Eurozone: ECB Strategy review affirms dovish course

Notwithstanding reopening gains, some of this optimism has to be tempered by rising COVID cases. The ECB’s strategy review suggest that short rates will be kept lower for longer.
Radhika Rao, Eugene Leow27 Jul 2021
  • Reopening gains have kept Eurozone indicators buoyant
  • Rising COVID-19 cases will put vaccination defences to test
  • The ECB will be wary against premature normalisation
  • Steeper EUR curve ahead as frontend stays anchored
Photo credit: Unsplash

Data looks up, Delta wave under watch

Incoming soft and hard data indicators point to an improving outlook for the Eurozone economy in 2H21. Reflecting gains from the reopening process in May-Jun, the European Commission’s economic sentiment jumped to a two-decade high in June, led by the services, industrial sector, and employment sentiments. Consumer confidence also picked up strongly into June on anticipation of improved growth prospects, before moderating a notch in July as consumers turned cautious in midst of rising cases.

Retail sales are holding up in black, with consumption also likely to get a leg-up from forced savings in midst of restrictions. While the aggregate savings rate will moderate vs 2020, it is unlikely to return to 2019 levels owing to the uncertain pandemic situation. Investment interests look favourable with the investment index bouncing up into mid-21. These could get a further fillip by the upcoming outlays under the Next Generation EU initiative and improvement in the housing market. Capacity utilisation rates have risen sharply, with industrial production growth benefiting from base effects even as sequential momentum is being disrupted by supply chain constraints in certain key industries. Trade performance has fared well on aggregate basis from robust global growth, with the trade surplus up 14% y/y in the first five months of the year.

Fiscal policy is likely to remain expansionary this year, as support measures are bound to be extended as well as higher projected deficits tabled by most member countries at their April update. Lastly for the crucial tourism sector, the EU Digital Covid certificate has been rolled out across most European member nations, possession of which, in principle, is intended to exempt holders from testing or quarantine when crossing borders. As its recognition extends to all the members and the UK, it will be a boost to hassle free travel.
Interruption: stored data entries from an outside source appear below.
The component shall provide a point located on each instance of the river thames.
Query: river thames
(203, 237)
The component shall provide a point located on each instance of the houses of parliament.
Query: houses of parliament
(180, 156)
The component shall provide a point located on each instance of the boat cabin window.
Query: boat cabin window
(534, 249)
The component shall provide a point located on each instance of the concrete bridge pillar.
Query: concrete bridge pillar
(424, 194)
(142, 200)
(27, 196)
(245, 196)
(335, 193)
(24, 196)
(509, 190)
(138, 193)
Notwithstanding the optimism, we continue to monitor the pandemic curve closely. Tourism sector might be first casualty apart from contact intensive sectors if Covid cases rise sharply, with early stirrings visible in intra-regional restrictions between few regions in midst of the peak summer travel season.

Covid cases are rising in parts of the region, including the core-4 countries, even as the count is lower than previous waves. A concurrent rise in the R0 i.e. reproduction rate underscores the prevalence of the more transmissible Delta variant. With the region progressing well on the vaccination rollout, the rising Covid count will put defences at check, with hospitalisation rates and usage of medical capacity under watch. With a substantial number, particularly vulnerable groups, still unvaccinated, as well as discussions on waning effectiveness, the pandemic’s path will dictate the scale of pickup in 2H activity. Factoring in these expectations, whilst keeping an eye on the rising Covid curve, we maintain our conservative growth forecast at 4% for 2021.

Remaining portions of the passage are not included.